The reason this old story is relevant is that we are closing in on a new world when it comes to compensating players. The very things that used to get teams in trouble will soon be commonplace once Congress (or the states) settle on names, images and likenesses (NIL) legislation.
There is a bill, which would take effect July 2021, on Florida Gov. Ron DeSantis’ desk waiting for his signature, but the Power Five Conference commissioners recently wrote a letter to Congress to come up with a federal law that would apply to everyone instead of different rules for different universities in different states.
The implication is that the Power Five can’t wait for the NCAA to do it on its own and in an expedient manner.
“Something is going to happen and by this time next year, there might be something,” McCloskey said. “The big thing is that someone is going to have to keep track of it all.”
It’s almost impossible to know how many worms are going to be allowed to leave the can until we know what the rules are going to be. And enforcing those rules is going to be a massive headache for compliance staffs, especially when a football player from out of state goes home and is offered big money to be in a barbecue commercial.
In a perfect world, compliance staffs would hire more people to stay on top of things, but as we know, university athletic associations are struggling so much that some have had to cut sports.
There are so many issues once things get sorted out. So I talked to some former Gator standouts to get their take on what it would be like to receive extra income from commercials or jersey sales or Instagram accounts.
“I’m really torn,” said Danny Wuerffel, the Heisman Trophy winning quarterback. “I really don’t see a very good solution in either direction. I wonder about some schools offering more than others. If I’m going to get a large amount of money, what about Jason Odom protecting me at tackle?
“I talked to Herschel Walker about it and the president asked him to lead a team to explore it. His idea was that the money would go to a trust fund.”
Certainly, there could be massive defections on teams by players who don’t feel they are being put in positions to earn extra money. I mean, the transfer portal has already changed the landscape of college football.

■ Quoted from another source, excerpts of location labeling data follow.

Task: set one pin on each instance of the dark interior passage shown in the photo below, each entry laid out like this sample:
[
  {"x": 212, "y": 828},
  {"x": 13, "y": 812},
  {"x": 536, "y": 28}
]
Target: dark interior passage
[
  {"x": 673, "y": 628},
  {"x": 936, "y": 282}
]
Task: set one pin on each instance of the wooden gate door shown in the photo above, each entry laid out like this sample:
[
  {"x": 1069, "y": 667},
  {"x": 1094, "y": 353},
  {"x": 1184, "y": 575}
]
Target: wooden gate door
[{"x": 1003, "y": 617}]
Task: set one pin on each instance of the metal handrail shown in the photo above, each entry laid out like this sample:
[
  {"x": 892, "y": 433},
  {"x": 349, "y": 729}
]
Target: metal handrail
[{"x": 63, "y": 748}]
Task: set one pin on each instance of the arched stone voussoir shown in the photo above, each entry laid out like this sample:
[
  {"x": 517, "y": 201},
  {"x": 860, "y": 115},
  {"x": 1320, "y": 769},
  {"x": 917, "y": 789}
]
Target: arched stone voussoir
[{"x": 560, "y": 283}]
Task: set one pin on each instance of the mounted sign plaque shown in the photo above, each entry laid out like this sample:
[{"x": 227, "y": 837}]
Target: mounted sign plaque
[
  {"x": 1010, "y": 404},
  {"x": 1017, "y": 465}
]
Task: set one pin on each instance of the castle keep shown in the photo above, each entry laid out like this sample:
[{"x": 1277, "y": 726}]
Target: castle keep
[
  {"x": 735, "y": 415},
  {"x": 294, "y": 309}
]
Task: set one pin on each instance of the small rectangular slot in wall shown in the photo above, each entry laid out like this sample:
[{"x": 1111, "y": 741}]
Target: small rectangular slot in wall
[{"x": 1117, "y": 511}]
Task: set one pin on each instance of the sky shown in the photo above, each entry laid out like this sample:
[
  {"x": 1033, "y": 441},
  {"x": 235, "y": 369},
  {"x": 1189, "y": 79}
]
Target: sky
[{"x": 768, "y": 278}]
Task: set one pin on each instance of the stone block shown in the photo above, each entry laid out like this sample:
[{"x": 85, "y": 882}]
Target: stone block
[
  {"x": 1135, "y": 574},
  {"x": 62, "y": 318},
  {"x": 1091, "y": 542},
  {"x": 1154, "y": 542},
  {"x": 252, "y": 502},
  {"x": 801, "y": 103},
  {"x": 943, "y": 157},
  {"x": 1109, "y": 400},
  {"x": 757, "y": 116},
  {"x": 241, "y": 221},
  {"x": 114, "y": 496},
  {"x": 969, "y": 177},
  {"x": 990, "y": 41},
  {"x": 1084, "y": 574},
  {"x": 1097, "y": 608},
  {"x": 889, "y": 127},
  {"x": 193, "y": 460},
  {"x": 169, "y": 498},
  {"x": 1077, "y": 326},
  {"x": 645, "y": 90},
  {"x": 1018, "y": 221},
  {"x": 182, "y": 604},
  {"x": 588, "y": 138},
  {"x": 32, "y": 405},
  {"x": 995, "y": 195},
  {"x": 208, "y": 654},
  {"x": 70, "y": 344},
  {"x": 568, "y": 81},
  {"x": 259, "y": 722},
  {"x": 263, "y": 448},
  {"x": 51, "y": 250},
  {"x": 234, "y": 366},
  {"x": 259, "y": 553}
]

And there is also the fact that quarterbacks are the face of almost every program. The Athletic recently did a story estimating the worth of some of last year’s players through different advertising opportunities and social media followers.
Joe Burrow ($705,000), Tua Tagovailoa ($444,000) and Trevor Lawrence ($400,000) were at the top of the football chain. That will buy a lot of pizzas.
“I’m all for change,” said former Florida All-American safety Ahmad Black, “because the NCAA is a monopoly. There are kids who come to school and never have to worry about having money in their pockets, but there are a lot who do have that issue.
“People at Division I schools get hungry, too.”
Shane Matthews, the former Gator quarterback whose son Luke is a preferred walk-on at UF, is one of those former players with mixed emotions.
“It’s interesting because I just don’t know how they are going to regulate it,” he said. “I think about what Tim Tebow and Wuerffel would have made. But the old school college athlete in me feels like you have to wait to get paid.”
It’s not just football players who will be affected, of course. Gymnast Kyla Ross of UCLA was estimated to be worth $323K by The Athletic and you’d have to think the members of the popular Florida gymnastics (especially Trinity Thomas) and softball teams would profit.
But again, we don’t know what the rules will look like, what will be available. Even way back, a guy like Steve Spurrier or Neal Walk would have been able to capitalize on an opportunity to get paid for showing up at The Brown Derby or Dubi’s to get some pictures taken.
“On a selfish level, it would have been fun to see my jersey in the bookstore and get something for it,” said Lee McGriff, an All-SEC receiver whose son, Travis, was also a star for the Gators. “But on the flip side, putting on my coaching hat for a second, think of all the turmoil it could cause.”
That may be the most interesting part. Are players fighting for playing time to cash in now or at the next level?
Maybe the best idea I heard talking to some Gator greats was this one from Peterson.
“Maybe you don’t get anything until your junior or senior year and you have to have a certain amount of credit hours to be eligible for any money,” he said.
Something that actually makes sense.